A large semi-circle encompasses the Passat’s dash, flowing neatly into the doors. The dash’s charcoal-colored top tier contrasts with a control panel trimmed in brushed aluminum. While the Passat’s patented blue and red electroluminescent dials hark back to the days when Rabbits played Golf, at least the gauges are elegantly presented, set deep within individual cylinders. Best of all, the Passat’s sport seats would feel at home in an Italian grand tourer, with a ribbed stitch pattern reminiscent of a 365 GTB/4.
The Passat’s transversely mounted four cylinder engine delivers thrust with a muffled baritone exhaust note. Some pistonheads will mourn the loss of the old model’s high-pitched turbo whistle, but few will mind the lag-free power delivery. The Passat’s oomph builds steadily from 1800 before losing its breath at around five grand. Two hundred horsepower a bit more twist propel some 3500 pounds of laser-welded steel from rest to 60 in a sedan-respectable seven seconds.

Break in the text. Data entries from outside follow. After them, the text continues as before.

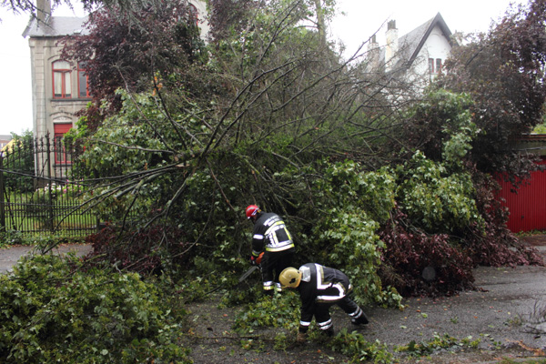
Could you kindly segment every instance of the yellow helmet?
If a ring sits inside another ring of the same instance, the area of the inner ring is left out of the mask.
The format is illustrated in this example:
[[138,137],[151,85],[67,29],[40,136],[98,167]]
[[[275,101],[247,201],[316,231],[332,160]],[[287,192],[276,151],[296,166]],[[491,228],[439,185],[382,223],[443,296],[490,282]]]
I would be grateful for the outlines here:
[[282,288],[295,288],[299,286],[301,281],[301,272],[295,268],[288,267],[280,272],[278,280]]

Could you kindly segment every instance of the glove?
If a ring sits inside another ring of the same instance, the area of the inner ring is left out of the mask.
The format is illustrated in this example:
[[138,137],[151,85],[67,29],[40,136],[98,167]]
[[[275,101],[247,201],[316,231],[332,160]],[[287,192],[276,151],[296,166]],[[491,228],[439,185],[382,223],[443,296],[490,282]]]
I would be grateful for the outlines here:
[[257,258],[254,256],[250,256],[250,265],[251,266],[258,266],[258,262],[257,262]]
[[259,253],[259,256],[254,257],[250,256],[250,265],[251,266],[258,266],[261,263],[261,259],[264,257],[264,252]]
[[298,336],[296,337],[296,342],[298,344],[302,344],[305,342],[307,339],[307,334],[305,332],[298,332]]

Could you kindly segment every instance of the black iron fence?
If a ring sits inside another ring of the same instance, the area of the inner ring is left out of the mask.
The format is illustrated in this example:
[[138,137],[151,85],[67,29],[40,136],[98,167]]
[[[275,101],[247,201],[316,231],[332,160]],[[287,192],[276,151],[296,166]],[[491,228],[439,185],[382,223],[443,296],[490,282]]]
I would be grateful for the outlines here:
[[85,236],[97,219],[73,162],[77,148],[60,137],[14,139],[0,153],[0,231]]

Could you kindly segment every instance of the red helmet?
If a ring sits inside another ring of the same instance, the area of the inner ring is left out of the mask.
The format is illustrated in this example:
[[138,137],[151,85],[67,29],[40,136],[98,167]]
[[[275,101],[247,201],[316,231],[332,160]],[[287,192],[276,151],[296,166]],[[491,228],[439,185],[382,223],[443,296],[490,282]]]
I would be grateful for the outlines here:
[[250,218],[253,216],[259,214],[260,212],[261,212],[261,210],[259,209],[259,207],[258,206],[248,205],[248,207],[247,207],[247,218]]

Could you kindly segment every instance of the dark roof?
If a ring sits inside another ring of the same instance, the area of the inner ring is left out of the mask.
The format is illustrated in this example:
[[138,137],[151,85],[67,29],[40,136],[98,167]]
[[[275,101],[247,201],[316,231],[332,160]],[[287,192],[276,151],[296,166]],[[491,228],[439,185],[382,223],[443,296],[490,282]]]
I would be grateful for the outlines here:
[[402,53],[400,58],[407,62],[408,65],[411,65],[436,25],[440,27],[451,46],[457,45],[451,38],[451,31],[448,27],[448,25],[443,20],[443,17],[441,17],[441,15],[438,13],[432,19],[399,37],[399,49]]
[[38,23],[35,17],[33,17],[26,29],[23,32],[23,36],[30,37],[50,37],[65,36],[71,35],[86,35],[88,30],[86,28],[86,23],[88,16],[51,16],[46,23]]

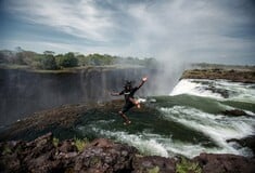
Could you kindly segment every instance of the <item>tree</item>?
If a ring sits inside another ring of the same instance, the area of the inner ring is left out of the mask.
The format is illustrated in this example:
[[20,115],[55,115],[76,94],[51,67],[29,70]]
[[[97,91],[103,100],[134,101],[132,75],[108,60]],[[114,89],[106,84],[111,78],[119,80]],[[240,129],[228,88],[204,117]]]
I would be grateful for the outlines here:
[[78,59],[75,57],[73,52],[66,53],[64,56],[60,56],[59,65],[61,67],[77,67]]
[[42,69],[58,69],[55,57],[53,55],[46,55],[41,59]]

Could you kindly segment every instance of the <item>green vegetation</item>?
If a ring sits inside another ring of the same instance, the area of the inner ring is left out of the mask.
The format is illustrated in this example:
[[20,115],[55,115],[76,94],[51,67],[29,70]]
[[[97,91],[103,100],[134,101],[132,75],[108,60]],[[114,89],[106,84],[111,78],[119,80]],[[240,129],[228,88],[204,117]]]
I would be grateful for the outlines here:
[[60,143],[60,139],[56,138],[56,137],[53,137],[52,143],[53,143],[53,145],[54,145],[55,147],[58,147],[58,145],[59,145],[59,143]]
[[[38,70],[60,70],[74,67],[91,66],[144,66],[154,68],[157,66],[155,58],[120,57],[107,54],[89,54],[68,52],[56,54],[52,51],[44,51],[43,54],[25,51],[18,48],[16,51],[1,50],[0,65],[4,67],[22,67]],[[20,69],[20,68],[18,68]]]
[[181,158],[180,162],[176,165],[176,173],[202,173],[202,169],[199,163],[189,161],[186,158]]
[[154,167],[153,169],[148,170],[148,173],[158,173],[158,172],[160,172],[158,167]]
[[12,154],[12,149],[8,145],[4,145],[1,155],[10,155],[10,154]]
[[80,138],[74,138],[75,139],[75,146],[77,147],[78,151],[82,151],[86,147],[86,145],[88,144],[88,141],[85,139],[80,139]]

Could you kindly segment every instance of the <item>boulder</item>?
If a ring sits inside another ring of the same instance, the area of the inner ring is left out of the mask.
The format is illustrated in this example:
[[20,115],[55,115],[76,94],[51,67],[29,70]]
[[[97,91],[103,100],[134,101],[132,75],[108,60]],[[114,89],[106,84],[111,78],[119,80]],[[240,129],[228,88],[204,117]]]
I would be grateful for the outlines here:
[[193,159],[203,173],[254,173],[255,159],[235,155],[201,154]]
[[161,173],[175,173],[176,161],[170,158],[164,158],[160,156],[137,156],[132,163],[133,173],[148,173],[148,172],[161,172]]

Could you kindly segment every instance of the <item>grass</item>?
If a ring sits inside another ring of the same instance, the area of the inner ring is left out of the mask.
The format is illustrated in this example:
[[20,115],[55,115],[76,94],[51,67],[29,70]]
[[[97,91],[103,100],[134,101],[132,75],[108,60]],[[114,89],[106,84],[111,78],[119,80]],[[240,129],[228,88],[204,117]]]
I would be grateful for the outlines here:
[[176,173],[202,173],[197,162],[189,161],[186,158],[181,158],[180,162],[176,165]]
[[12,149],[8,145],[4,145],[2,155],[10,155],[10,154],[12,154]]
[[160,168],[154,167],[153,169],[148,170],[148,173],[160,173]]
[[59,145],[59,143],[60,143],[60,139],[56,138],[56,137],[53,137],[52,143],[53,143],[53,145],[54,145],[55,147],[58,147],[58,145]]

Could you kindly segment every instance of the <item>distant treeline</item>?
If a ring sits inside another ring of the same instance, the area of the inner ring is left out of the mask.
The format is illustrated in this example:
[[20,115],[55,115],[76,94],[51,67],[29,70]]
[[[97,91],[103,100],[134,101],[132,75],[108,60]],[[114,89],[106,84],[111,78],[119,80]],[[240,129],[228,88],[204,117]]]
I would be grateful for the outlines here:
[[1,50],[0,64],[24,65],[34,69],[63,69],[69,67],[82,66],[110,66],[110,65],[139,65],[145,67],[155,67],[157,62],[155,58],[137,58],[137,57],[120,57],[107,54],[89,54],[68,52],[65,54],[55,54],[52,51],[44,51],[43,54],[25,51]]

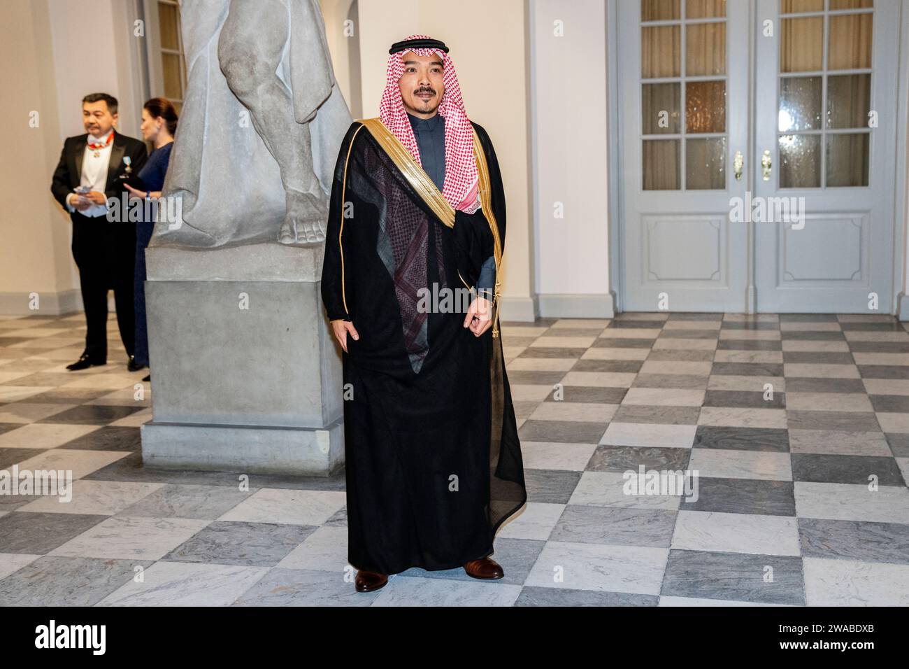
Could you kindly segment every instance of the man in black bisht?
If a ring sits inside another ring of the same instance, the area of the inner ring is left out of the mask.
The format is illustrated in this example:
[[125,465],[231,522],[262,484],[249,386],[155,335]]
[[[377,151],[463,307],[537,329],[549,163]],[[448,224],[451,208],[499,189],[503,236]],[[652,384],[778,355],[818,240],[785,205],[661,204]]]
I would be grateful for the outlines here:
[[502,578],[493,540],[527,499],[498,336],[495,152],[444,43],[415,35],[388,53],[379,117],[355,121],[341,146],[322,272],[344,350],[360,592],[410,567]]

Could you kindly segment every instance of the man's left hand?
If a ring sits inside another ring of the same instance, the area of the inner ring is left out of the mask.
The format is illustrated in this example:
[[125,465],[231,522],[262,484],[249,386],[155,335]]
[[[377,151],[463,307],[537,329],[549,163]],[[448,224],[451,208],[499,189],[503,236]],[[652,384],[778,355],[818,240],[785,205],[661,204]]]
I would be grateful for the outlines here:
[[479,337],[493,325],[493,303],[485,298],[476,298],[470,303],[464,317],[464,327],[470,328],[474,337]]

There’s no need to slap an auto-stick to do the deed; the Passat’s manual clutch action is light. The Passat’s shifter sits tall in hand, but slides through the gate without the rubbery sloppiness endemic to VW boxes. The clutch’s clean uptake and engagement allows for quick, aggressive shifting. If not, the Passat 2.0T ekes out well over 30 brand-faithful miles per gallon.
To add a little panache to the new Passat, Vee Dub’s boffins dialed in 60 percent more chassis rigidity than ye olde B5 Passat. With a four-link independent rear suspension, the Passat feels comfortably composed over the roughest roads. At speed, the Passat is a serene cruiser. So yes, you really do get that German big car feel that the hecho en Mexico Vee Dubs lacked.
And just in case you thought this was a love letter instead of a Dear John, the handling
sucks lacks dynamic satisfaction. Despite the sport pack’s stiffer springs, the car rolls in the corners like Cheech and Chong at a Hollywood wrap party. In hard cornering, the Passat’s comfort bias will have considerate drivers calling out “hard aport” and “hard astarboard.” Push the Passat into true sports sedan territory and the front [driven] wheels give up the ghost faster than Scooby Doo’s human cohorts.
Driving the Passat 2.0T is like dating an unattractive woman with a great personality who’s not great in bed but is always ready to give it the old college try. You have a good time together, you know, generally, but would you take her home to the folks? What if there are better looking alternatives available? Like the old Beetle, the Passat is a kind of automotive litmus test. Just how sensible are you? Pssst. How about a four year warranty?
And then the argument falls apart (literally). While the ’07 Passat is a new model, the “old” car earned an unenviable reputation for lousy reliability. Coolant leaks, rough idle, window stress cracks, six major recalls in seven years— and that list doesn’t include anecdotal evidence from plenty of pissed off Passaters. If VW has ironed-out the kinks both at the factory and at the dealer level, the Passat makes perfect sense. If not, not.